ハッカーが銀行にマルウェアを仕掛けて350億円以上を盗み出していることが判明

by OTA Photos

ロシアを中心として、銀行のATMがサイバー犯罪者の攻撃対象となり、マルウェアを仕掛けられるなどして莫大な金額が不正に引き出されていることが明らかになりました。調査を行ったカスペルスキー研究所によると、対象はロシアのほか日本、スイス、アメリカ、オランダなど30カ国以上、100を超える金融機関だとのこと。

Kaspersky Lab | Antivirus Protection & Internet Security Software
http://www.kaspersky.com/


Bank Hackers Steal Millions via Malware - NYTimes.com
http://www.nytimes.com/2015/02/15/world/bank-hackers-steal-millions-via-malware.html


これは、カスペルスキー研究所が2月16日公開予定の報告書の内容をニューヨーク・タイムズが報じたもの。報告によると、現時点で3億ドル(約356億円)の被害について証拠が見つかっており、判明していないものも含めると総額はこの3倍になると見積もられています。

サイバー攻撃に用いられているマルウェアは、同僚からのメッセージを装って銀行員のもとに届き、銀行員がメールを読もうとしたときに悪性のコードをPCにダウンロードさせます。ここをきっかけにハッカーは銀行のネットワーク内に侵入し、送金システムやATMの処理を行う担当者を探しだし、担当者のPCにスクリーンショットやムービーを撮影できる遠隔監視ツールをインストール。送金の手順がどういったものなのかを把握します。この間に、ハッカーは送金先となるアメリカや中国の銀行の偽口座を用意しておき、最終的には正常な送金処理とまったく同じ手順を踏んで「不正送金」を行っているのだそうです。

具体的な例としては、ハッカーはまず適当な口座を選択。たとえば10万円の預金がある場合、一時的に預金額を100万円に増やし、すぐに90万円を自分たちの用意した口座へと転送します。処理が終わると、口座には元々あった10万円が残っているので、実際の口座名義人は何が行われたのか気付かない、というわけです。

また、一例としては、誰もATMを操作していないにもかかわらず、突然お金が出てくるという事態もありました。これはもちろん、ハッカーがそのターゲット口座から特定の時間に特定のATMで出金を行うように操作したもので、偶然この事態に出会ったふりをしてお金を回収する、という手口。

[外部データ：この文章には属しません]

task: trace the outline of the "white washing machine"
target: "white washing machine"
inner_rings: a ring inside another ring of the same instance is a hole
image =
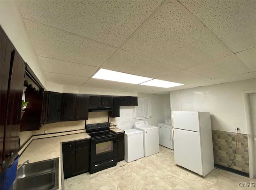
[[[135,122],[135,129],[143,132],[144,156],[147,157],[159,152],[158,128],[148,125],[146,121]]]
[[[125,130],[124,132],[124,160],[130,162],[142,158],[142,132],[135,129]]]
[[[159,144],[173,150],[172,135],[172,127],[171,120],[167,120],[165,123],[158,123],[158,126],[159,133]]]

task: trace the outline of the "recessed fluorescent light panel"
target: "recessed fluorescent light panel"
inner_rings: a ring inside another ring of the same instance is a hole
[[[136,84],[138,84],[140,83],[153,79],[148,77],[127,74],[127,73],[104,69],[100,69],[93,76],[92,78]]]
[[[176,82],[170,82],[158,79],[153,79],[149,81],[140,84],[162,88],[171,88],[184,85],[184,84],[183,84],[176,83]]]

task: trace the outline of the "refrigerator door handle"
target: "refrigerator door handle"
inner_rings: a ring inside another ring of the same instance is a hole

カスペルスキー研究所によると、口座が正常かどうかを確認するのは多くの銀行で10時間おきぐらいなので、ハッカーたちは驚くべき成功率でこの不正送金を成功させてきたそうです。わかっている範囲だけでも、ATMを通じて730万ドル(約8億6600万円)を盗まれたという事例や、会計システム経由で1000万ドル(約11億8600万円)を盗まれたという事例があるとのこと。

カスペルスキー研究所北米オフィスのクリス・ドゲット常務は、この一連の犯行を「オーシャンズ11よりも巧妙だ」と表現しています。

なお、GoogleやFacebookではこうしたセキュリティホールを見つけたときに報告すると報奨金がもらえるという制度が設けられており、2015年2月にFacebookで見つかった「他人の写真を無断で削除可能だった」という件に対しては約150万円の報奨金が支払われています。